Step 1 ：We are given two data points (20, 900) and (35, 1400) which represent the population of the bacteria culture at different times. We can use these data points to solve for the initial population (P0) and the growth rate (k) in the exponential growth model P(t) = P0 * e^(kt).

Step 2 ：By substituting the given data points into the equation, we can form two equations and solve for P0 and k. After solving, we find that k = 0.029455516818602614 and P0 = 499.3386020983696.

Step 3 ：Using these values, we can find the doubling period (T_double) by using the formula T_double = ln(2)/k. Substituting the value of k, we find that T_double = 23.531998600757486 minutes.

Step 4 ：We can also find the population after 85 minutes (P_85) by substituting t = 85 into the equation P(t) = P0 * e^(kt). After substituting the values of P0 and k, we find that P_85 = 6105.854576587008.

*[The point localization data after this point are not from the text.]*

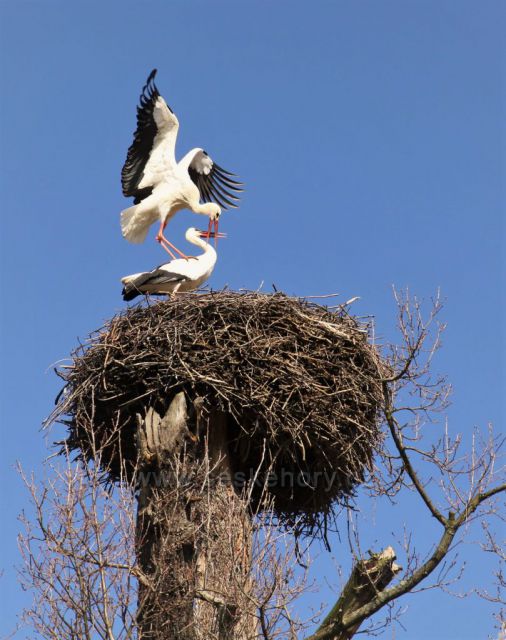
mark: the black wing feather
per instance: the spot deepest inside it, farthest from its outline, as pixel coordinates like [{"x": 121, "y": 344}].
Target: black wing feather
[
  {"x": 216, "y": 186},
  {"x": 138, "y": 153},
  {"x": 133, "y": 289}
]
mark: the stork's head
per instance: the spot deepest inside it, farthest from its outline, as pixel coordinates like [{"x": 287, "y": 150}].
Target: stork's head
[
  {"x": 192, "y": 234},
  {"x": 211, "y": 209}
]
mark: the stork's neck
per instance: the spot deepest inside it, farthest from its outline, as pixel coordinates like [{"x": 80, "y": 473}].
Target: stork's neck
[
  {"x": 187, "y": 159},
  {"x": 205, "y": 246}
]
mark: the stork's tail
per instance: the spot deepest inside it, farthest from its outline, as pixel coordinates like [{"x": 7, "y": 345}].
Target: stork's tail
[{"x": 134, "y": 227}]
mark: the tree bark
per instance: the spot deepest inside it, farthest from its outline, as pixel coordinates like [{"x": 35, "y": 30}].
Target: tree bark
[{"x": 193, "y": 530}]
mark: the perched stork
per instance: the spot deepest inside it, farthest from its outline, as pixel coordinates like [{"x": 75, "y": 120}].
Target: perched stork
[
  {"x": 161, "y": 186},
  {"x": 178, "y": 274}
]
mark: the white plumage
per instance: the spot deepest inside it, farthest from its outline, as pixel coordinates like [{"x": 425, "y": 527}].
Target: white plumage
[
  {"x": 177, "y": 275},
  {"x": 160, "y": 185}
]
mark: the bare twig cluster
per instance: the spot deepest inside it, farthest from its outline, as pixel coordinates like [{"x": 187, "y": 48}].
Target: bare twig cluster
[
  {"x": 300, "y": 386},
  {"x": 175, "y": 400}
]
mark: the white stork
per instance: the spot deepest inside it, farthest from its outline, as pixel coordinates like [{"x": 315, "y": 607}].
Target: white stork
[
  {"x": 176, "y": 275},
  {"x": 161, "y": 186}
]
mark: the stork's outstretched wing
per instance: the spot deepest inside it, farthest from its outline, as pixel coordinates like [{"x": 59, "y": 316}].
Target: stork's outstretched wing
[
  {"x": 214, "y": 183},
  {"x": 151, "y": 155}
]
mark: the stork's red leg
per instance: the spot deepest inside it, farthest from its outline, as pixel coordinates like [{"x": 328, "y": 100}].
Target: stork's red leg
[
  {"x": 168, "y": 245},
  {"x": 215, "y": 232}
]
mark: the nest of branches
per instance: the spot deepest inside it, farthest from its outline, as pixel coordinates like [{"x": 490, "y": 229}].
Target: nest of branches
[{"x": 299, "y": 385}]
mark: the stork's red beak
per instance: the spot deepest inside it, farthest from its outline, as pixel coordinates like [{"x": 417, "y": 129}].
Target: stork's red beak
[{"x": 212, "y": 234}]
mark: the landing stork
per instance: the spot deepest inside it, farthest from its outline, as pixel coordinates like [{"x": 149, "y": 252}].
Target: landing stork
[{"x": 159, "y": 184}]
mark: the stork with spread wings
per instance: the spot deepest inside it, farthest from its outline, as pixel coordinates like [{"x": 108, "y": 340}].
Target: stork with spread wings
[{"x": 159, "y": 184}]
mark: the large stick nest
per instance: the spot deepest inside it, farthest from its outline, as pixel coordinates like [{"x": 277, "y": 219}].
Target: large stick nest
[{"x": 300, "y": 385}]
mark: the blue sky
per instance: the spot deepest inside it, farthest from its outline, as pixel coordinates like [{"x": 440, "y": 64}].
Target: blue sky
[{"x": 371, "y": 139}]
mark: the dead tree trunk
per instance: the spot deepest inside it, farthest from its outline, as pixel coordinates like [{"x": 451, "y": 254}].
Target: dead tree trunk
[{"x": 193, "y": 530}]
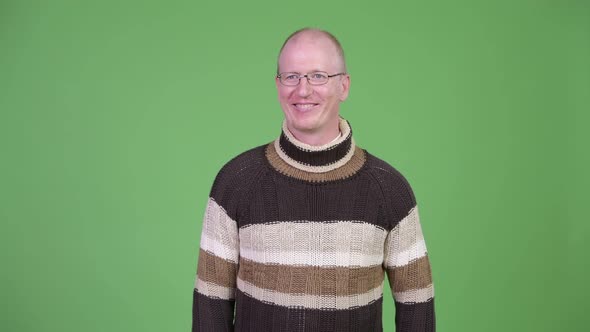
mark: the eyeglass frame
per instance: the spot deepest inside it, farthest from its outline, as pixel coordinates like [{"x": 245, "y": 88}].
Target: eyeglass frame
[{"x": 307, "y": 77}]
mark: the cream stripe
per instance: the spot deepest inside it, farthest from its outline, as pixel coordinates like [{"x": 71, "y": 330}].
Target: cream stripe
[
  {"x": 405, "y": 242},
  {"x": 416, "y": 251},
  {"x": 315, "y": 169},
  {"x": 214, "y": 291},
  {"x": 343, "y": 243},
  {"x": 310, "y": 301},
  {"x": 220, "y": 233},
  {"x": 415, "y": 295}
]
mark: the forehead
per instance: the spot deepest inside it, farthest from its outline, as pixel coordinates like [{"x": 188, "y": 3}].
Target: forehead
[{"x": 308, "y": 53}]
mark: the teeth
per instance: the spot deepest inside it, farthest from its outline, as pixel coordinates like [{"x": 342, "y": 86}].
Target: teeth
[{"x": 305, "y": 106}]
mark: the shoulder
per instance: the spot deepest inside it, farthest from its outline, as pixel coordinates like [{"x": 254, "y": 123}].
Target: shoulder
[
  {"x": 234, "y": 178},
  {"x": 398, "y": 195}
]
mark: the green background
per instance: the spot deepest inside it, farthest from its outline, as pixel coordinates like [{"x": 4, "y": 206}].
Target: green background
[{"x": 117, "y": 115}]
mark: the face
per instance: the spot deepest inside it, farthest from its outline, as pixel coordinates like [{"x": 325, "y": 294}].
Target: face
[{"x": 312, "y": 110}]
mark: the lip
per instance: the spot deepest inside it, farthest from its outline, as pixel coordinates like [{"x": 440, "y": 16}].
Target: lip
[{"x": 305, "y": 107}]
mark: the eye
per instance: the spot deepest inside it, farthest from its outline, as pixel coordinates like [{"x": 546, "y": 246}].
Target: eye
[
  {"x": 318, "y": 76},
  {"x": 291, "y": 76}
]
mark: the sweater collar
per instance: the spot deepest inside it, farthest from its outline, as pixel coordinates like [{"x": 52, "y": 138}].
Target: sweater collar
[{"x": 316, "y": 159}]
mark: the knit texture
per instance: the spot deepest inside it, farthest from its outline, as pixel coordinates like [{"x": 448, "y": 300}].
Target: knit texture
[{"x": 299, "y": 238}]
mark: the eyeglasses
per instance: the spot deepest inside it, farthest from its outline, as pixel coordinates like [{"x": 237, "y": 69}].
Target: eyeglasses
[{"x": 314, "y": 78}]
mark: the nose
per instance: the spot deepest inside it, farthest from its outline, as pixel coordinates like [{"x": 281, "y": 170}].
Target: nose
[{"x": 304, "y": 89}]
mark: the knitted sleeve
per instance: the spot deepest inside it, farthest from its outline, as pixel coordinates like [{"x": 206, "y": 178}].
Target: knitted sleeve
[
  {"x": 408, "y": 270},
  {"x": 215, "y": 284},
  {"x": 405, "y": 257}
]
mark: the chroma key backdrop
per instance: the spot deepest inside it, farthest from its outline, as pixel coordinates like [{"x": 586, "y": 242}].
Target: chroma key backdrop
[{"x": 115, "y": 117}]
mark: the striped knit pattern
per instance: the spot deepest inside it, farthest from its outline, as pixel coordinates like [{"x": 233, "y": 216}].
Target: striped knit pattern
[{"x": 300, "y": 238}]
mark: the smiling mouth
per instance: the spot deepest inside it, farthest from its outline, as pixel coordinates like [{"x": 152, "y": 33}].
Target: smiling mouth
[{"x": 305, "y": 106}]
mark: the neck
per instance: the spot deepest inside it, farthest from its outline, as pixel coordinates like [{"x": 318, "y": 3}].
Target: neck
[
  {"x": 317, "y": 139},
  {"x": 316, "y": 158}
]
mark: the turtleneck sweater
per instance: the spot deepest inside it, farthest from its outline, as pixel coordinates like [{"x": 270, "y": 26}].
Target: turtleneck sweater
[{"x": 300, "y": 238}]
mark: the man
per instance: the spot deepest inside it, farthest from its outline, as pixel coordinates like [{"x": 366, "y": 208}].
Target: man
[{"x": 299, "y": 233}]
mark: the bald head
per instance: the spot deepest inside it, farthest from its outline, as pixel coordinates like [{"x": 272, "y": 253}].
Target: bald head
[{"x": 317, "y": 36}]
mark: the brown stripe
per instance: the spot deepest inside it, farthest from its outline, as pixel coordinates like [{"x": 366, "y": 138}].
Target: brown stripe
[
  {"x": 311, "y": 280},
  {"x": 216, "y": 270},
  {"x": 350, "y": 168},
  {"x": 415, "y": 275}
]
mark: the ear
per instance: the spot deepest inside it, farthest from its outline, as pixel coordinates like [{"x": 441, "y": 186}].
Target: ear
[{"x": 344, "y": 86}]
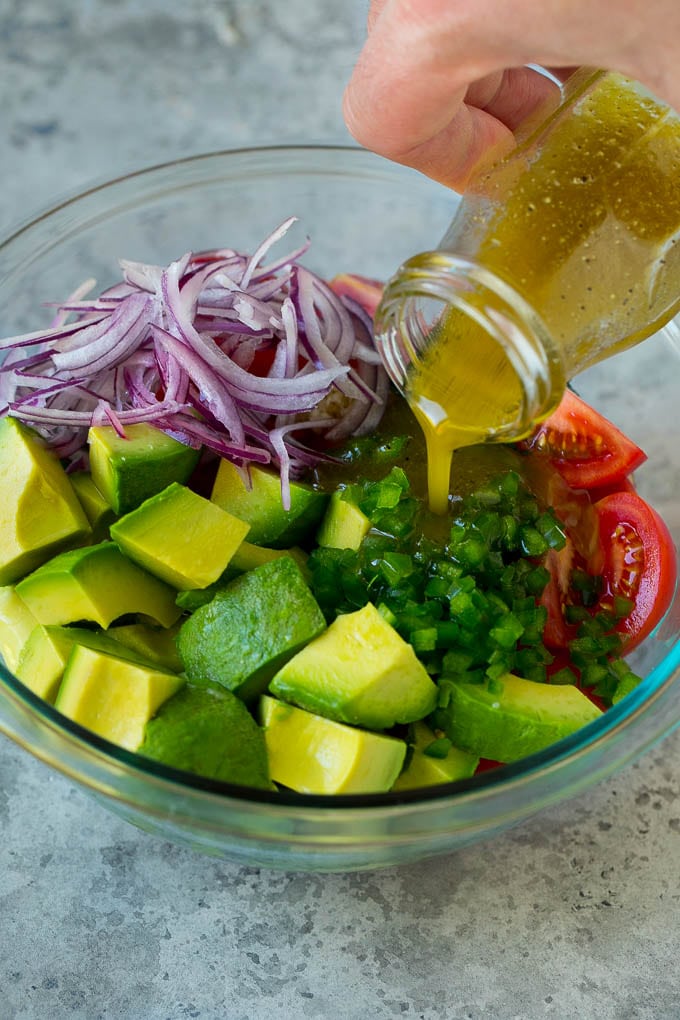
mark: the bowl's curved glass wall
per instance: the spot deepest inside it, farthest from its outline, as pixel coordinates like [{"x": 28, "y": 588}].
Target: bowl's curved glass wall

Step 5 ：Finally, we can find the time when the population will reach 13000 (t_13000) by setting P(t) = 13000 and solving for t. After substituting the values of P0 and k, we find that t_13000 = 110.65567885174333 minutes.

Step 6 ：Final Answer: The initial size of the culture was approximately \(\boxed{499}\). The doubling period is approximately \(\boxed{23.53}\) minutes. The population after 85 minutes will be approximately \(\boxed{6106}\). The population will reach 13000 after approximately \(\boxed{110.66}\) minutes.